Censura Não é Cura: Apple adia estreia de A Especialista e reabre discussões sobre violência e censura
- Raphael Rosalen
- 4 de out.
- 3 min de leitura
Atualizado: 8 de out.

Em setembro de 2025, a Apple TV+ tomou uma decisão incomum: adiou indefinidamente o lançamento da minissérie A Especialista, estrelada por Jessica Chastain, sem oferecer qualquer explicação clara. Segundo o New York Times, A Especialista é uma ficção levemente inspirada na história real de uma mulher que trabalha para antecipar possíveis atentados, rastreando a retórica violenta de grupos extremistas online. O curioso é que, apesar do tema urgente, a série parece evitar qualquer tipo de posicionamento político. Não menciona partidos, não cita eventos reais, não faz acusações diretas. Tudo parece ser tratado com máximo cuidado. E mesmo assim… sumiu. Não foi banida, nem cancelada. Apenas “pausada”. Em silêncio. Como se o mundo não estivesse pronto.
Por que uma empresa com o poder e o alcance da Apple hesitaria diante de uma obra que, segundo Mike Hale, o crítico de televisão do NY Times, é surpreendentemente anódina? A resposta mais imediata seria política. O adiamento aconteceu logo após o assassinato do ativista conservador norte-americano Charlie Kirk, num momento em que programas como o do Jimmy Kimmel também foram temporariamente suspensos. Em um país onde o conservadorismo vem pressionando estúdios, editoras e plataformas, talvez a Apple só tenha feito o cálculo do desgaste e preferido evitar polêmica.

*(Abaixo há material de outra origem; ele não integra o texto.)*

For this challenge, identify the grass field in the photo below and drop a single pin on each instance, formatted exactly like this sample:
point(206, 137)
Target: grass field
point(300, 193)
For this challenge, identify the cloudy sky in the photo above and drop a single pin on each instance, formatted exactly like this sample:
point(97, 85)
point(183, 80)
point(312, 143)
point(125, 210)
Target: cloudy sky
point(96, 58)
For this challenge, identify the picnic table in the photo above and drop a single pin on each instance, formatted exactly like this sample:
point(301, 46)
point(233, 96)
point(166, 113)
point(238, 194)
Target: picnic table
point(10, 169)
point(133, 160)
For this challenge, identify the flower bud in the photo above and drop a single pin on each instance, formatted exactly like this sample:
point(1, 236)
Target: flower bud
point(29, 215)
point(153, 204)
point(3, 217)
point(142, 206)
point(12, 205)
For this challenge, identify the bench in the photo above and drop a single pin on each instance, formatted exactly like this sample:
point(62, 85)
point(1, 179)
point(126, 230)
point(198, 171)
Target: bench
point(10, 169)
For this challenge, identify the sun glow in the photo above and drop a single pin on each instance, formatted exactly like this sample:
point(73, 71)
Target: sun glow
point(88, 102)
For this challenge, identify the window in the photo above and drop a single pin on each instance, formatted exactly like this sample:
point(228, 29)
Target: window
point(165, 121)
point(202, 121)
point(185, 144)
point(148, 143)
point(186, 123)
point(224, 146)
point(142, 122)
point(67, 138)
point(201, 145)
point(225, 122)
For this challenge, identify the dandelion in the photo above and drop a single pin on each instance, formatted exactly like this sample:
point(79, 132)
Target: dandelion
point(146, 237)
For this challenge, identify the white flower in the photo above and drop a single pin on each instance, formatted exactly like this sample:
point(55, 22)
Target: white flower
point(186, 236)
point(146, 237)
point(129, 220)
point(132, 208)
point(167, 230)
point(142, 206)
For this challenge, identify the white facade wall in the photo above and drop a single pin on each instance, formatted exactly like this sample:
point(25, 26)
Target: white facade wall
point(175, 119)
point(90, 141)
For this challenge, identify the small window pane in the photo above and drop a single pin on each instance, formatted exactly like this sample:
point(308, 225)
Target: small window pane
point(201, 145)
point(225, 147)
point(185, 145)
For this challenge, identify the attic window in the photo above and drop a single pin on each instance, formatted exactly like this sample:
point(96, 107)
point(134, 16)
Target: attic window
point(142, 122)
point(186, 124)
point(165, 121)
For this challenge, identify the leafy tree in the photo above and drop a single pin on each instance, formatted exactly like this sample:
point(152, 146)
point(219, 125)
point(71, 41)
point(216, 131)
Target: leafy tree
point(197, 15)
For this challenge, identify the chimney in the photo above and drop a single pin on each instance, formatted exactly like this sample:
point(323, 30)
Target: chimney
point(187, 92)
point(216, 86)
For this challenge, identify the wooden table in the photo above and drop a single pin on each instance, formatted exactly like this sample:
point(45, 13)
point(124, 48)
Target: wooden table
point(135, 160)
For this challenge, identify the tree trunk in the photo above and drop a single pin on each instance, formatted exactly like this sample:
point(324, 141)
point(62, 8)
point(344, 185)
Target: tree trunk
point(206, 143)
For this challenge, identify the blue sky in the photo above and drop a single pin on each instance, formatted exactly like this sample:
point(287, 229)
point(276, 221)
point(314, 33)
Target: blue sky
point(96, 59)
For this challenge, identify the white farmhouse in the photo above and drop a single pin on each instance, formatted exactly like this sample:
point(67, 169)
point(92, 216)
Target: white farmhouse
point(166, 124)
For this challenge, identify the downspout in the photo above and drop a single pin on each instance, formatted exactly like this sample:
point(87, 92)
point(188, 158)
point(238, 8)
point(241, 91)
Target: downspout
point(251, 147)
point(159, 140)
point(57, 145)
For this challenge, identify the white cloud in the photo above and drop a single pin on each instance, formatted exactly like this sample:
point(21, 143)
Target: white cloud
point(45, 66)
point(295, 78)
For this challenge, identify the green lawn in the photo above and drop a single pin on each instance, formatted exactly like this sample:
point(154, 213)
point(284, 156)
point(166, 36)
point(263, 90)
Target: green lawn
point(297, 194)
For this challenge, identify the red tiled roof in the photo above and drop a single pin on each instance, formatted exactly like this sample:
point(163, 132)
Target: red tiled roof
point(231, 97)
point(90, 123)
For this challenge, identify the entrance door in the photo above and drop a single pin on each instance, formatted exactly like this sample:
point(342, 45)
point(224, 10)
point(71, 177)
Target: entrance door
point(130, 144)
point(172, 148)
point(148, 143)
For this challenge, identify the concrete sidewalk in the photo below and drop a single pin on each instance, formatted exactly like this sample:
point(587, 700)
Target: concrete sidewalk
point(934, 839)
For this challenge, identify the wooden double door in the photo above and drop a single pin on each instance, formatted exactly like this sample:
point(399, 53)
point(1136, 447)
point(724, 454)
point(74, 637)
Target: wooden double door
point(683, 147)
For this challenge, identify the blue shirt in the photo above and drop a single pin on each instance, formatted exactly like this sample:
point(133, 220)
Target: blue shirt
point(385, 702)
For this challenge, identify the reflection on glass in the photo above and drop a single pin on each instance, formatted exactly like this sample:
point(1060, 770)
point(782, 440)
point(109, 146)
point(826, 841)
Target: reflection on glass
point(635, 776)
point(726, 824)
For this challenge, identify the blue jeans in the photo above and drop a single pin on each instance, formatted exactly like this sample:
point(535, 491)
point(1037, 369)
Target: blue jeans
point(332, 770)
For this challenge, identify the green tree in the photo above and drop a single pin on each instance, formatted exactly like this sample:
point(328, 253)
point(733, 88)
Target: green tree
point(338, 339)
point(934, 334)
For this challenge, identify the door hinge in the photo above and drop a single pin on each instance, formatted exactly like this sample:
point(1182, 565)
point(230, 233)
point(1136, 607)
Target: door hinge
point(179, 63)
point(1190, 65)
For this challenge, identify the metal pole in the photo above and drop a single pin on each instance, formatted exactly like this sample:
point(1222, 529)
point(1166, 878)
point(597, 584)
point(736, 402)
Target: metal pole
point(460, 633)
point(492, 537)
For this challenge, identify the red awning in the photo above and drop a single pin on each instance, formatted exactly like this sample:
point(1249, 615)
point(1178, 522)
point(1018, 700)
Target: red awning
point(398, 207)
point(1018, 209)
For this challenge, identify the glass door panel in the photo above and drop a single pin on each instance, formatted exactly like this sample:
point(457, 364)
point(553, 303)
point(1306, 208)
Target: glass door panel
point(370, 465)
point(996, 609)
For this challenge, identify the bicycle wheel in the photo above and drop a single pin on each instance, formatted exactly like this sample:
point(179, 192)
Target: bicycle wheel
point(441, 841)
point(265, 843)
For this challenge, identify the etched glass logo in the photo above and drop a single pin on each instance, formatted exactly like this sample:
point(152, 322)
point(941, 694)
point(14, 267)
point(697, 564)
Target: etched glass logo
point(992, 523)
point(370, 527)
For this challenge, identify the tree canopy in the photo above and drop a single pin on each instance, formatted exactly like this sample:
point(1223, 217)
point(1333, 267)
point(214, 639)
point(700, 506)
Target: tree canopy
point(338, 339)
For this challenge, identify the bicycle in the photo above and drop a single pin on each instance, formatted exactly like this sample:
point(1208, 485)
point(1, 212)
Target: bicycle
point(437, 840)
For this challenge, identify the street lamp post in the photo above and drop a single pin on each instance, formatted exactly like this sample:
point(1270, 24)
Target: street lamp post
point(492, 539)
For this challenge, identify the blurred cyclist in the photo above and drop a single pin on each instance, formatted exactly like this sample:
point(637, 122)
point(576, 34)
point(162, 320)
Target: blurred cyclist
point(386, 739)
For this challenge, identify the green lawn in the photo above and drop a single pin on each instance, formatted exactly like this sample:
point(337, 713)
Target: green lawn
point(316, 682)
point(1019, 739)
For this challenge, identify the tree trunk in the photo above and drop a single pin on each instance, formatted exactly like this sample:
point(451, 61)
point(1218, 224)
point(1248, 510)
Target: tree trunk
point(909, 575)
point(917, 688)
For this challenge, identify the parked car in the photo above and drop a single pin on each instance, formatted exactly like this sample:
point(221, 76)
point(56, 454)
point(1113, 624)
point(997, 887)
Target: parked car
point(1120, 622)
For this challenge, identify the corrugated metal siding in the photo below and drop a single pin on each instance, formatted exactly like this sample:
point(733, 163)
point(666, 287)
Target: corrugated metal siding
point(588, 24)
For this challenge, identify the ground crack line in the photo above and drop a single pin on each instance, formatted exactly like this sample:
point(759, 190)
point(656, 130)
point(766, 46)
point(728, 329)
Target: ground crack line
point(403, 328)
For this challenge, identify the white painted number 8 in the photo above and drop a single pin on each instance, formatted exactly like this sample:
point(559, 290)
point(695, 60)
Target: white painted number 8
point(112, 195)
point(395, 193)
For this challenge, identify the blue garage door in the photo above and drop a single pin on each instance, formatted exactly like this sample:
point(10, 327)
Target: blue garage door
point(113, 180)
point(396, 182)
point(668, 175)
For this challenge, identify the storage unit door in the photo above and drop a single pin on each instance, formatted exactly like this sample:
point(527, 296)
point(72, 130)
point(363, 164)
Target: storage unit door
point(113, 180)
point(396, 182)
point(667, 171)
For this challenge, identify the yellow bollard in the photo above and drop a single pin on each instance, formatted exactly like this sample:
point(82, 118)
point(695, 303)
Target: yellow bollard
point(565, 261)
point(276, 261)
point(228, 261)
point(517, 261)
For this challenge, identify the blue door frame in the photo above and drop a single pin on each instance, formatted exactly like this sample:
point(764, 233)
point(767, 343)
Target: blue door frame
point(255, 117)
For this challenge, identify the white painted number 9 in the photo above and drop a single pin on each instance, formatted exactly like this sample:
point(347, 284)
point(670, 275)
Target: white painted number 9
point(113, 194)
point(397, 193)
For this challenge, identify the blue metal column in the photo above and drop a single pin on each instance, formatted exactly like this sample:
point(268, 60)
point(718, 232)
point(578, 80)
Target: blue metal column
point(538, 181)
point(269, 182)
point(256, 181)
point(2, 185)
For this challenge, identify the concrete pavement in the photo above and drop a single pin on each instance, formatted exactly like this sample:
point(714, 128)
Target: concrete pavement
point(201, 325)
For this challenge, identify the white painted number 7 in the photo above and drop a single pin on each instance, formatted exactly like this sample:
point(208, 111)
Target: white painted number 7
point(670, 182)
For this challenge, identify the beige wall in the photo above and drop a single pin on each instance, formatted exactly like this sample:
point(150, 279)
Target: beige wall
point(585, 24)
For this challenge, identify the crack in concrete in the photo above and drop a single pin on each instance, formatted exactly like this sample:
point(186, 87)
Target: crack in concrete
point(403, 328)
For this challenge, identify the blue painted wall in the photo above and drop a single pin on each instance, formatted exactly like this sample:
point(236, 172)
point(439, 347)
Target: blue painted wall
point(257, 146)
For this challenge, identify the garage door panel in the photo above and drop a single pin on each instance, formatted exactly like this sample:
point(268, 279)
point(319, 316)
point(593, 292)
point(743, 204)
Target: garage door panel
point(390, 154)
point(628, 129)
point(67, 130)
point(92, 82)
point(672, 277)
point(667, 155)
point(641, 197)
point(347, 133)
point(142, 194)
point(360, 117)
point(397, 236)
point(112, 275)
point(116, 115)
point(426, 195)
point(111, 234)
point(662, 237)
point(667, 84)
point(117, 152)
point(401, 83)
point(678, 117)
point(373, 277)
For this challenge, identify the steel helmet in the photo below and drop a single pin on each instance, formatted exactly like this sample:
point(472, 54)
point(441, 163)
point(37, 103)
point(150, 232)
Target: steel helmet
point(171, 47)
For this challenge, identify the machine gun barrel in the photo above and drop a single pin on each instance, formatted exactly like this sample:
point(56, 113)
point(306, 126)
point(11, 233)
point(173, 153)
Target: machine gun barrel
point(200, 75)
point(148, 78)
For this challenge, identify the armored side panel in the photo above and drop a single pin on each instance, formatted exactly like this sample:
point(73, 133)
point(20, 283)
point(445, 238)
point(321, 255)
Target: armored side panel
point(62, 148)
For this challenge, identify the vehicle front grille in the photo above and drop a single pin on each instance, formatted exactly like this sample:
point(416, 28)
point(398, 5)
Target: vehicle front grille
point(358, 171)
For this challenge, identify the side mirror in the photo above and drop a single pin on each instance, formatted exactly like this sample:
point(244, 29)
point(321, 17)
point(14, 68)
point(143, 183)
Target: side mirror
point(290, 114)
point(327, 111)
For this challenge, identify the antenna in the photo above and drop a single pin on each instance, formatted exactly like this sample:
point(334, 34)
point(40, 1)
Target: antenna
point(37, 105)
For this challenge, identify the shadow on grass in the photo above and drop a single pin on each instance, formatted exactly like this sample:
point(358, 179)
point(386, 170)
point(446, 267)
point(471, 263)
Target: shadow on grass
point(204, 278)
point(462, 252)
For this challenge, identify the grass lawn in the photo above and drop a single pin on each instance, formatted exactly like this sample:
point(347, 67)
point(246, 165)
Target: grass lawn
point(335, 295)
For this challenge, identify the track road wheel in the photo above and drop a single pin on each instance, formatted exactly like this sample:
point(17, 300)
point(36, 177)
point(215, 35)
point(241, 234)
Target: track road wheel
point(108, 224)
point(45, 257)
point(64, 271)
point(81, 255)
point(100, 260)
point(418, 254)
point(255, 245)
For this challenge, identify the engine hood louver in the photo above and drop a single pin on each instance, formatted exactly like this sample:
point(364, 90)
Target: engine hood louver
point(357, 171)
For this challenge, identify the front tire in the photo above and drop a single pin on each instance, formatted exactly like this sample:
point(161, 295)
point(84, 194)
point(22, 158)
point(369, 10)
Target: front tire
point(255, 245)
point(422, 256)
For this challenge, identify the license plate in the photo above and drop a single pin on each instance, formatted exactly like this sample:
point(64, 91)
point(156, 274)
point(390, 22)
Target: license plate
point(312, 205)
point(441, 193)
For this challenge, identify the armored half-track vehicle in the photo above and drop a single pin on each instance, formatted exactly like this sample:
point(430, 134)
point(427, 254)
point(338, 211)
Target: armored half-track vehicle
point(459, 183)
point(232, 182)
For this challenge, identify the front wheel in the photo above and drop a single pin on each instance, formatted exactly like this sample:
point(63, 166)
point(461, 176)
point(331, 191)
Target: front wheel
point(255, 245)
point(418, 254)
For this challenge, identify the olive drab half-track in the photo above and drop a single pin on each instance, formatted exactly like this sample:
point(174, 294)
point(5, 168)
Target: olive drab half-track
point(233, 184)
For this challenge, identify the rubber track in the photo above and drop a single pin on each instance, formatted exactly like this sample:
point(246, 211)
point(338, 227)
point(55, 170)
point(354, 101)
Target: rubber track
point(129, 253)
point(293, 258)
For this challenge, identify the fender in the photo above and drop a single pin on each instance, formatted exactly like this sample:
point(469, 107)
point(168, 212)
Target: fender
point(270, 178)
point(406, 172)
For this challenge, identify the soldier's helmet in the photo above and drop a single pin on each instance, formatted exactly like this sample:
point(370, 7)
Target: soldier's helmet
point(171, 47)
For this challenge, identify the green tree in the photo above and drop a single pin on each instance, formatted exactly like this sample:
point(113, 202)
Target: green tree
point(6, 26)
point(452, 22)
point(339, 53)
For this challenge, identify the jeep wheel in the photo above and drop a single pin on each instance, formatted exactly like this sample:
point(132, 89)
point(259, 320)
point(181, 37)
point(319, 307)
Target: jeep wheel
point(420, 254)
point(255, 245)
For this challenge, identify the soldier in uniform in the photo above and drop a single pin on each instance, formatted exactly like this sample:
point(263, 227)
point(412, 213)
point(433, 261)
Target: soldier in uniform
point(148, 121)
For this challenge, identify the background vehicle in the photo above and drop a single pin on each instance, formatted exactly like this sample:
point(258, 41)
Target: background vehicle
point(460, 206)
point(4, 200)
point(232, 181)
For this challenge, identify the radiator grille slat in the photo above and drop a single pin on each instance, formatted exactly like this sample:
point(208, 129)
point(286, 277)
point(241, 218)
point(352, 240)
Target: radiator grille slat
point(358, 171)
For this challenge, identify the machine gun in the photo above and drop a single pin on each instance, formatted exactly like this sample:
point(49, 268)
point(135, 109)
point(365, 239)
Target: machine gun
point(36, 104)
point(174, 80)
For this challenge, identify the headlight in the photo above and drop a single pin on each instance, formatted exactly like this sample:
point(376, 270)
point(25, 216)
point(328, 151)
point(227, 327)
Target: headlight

Mas eu acho que tem mais coisa aí. A Apple é conhecida por seu controle de imagem. É uma instituição que, antes de tudo, pensa em como será percebida. E A Especialista, apesar de cuidadosa, lida com um assunto sensível e torna a performance de violência em um espetáculo televisivo. A série tenta transformar ódio em entretenimento, mesmo que com boas intenções. E talvez seja isso que incomode.
Esse medo não é novo. Já vimos esse filme antes. Nos anos 80, no Reino Unido, surgiu o pânico moral dos video nasties: uma onda de censura contra filmes de horror em VHS, acusados de corromper a juventude e incitar crimes. Muitas vezes, quem liderava esses protestos nem assistia aos filmes que criticava. Mas o medo falava mais alto que a lógica. Nos anos 90 e 2000, o pânico se voltou contra os videogames. Após o massacre na escola norte-americana Columbine, jogos como Doom e Grand Theft Auto (GTA) viraram vilões midiáticos. Pais, políticos e apresentadores de TV pediam censura. A ideia era sempre a mesma: proibir as imagens, como se elas fossem a raiz da violência.
Mas hoje, a situação é ainda mais complexa. A cultura visual não é só entretenimento. É estrutura de mundo. Nossas vidas acontecem em imagens: stories, reels, avatares, perfis. Cada selfie, cada registro, cada edição: tudo é construção de sentido e identidade. Vivemos em simulações. E o que antes era metáfora, agora é realidade. Na nossa atual sociedade digital, as imagens não apenas ilustram o mundo. Elas são o mundo.
Talvez por isso a Apple hesite e A Especialista não tenha sido adiada por ser radical demais, mas por ser real demais. Porque ela coloca em cena uma figura que não está tão distante do presente: o homem branco, ressentido, que transforma frustração em violência. E mostra que ele é moldado por algoritmos, fóruns e vídeos. Como tantos outros que já vimos.
Mas o problema não são as imagens. O problema é o que fazemos com elas. O problema é uma sociedade que terceiriza a responsabilidade para a ficção, em vez de encarar seus próprios colapsos. Uma sociedade que prefere censurar histórias a lidar com as narrativas que se formam em silêncio. Censurar nunca foi solução. Ao contrário: é nos gestos de apagar que muitas vezes se revela o pânico mais profundo. Porque o que está em jogo não é apenas o medo do que será visto. É o medo do que será sentido. Do que será reconhecido.
Vivemos num tempo em que precisamos reaprender a ver, a distinguir o que é simulado do que é vivido. E isso não se faz com filtros ou proibições. Se faz com presença, com diálogo, com coragem. O futuro não depende das imagens que apagamos, mas das histórias que escolhemos contar.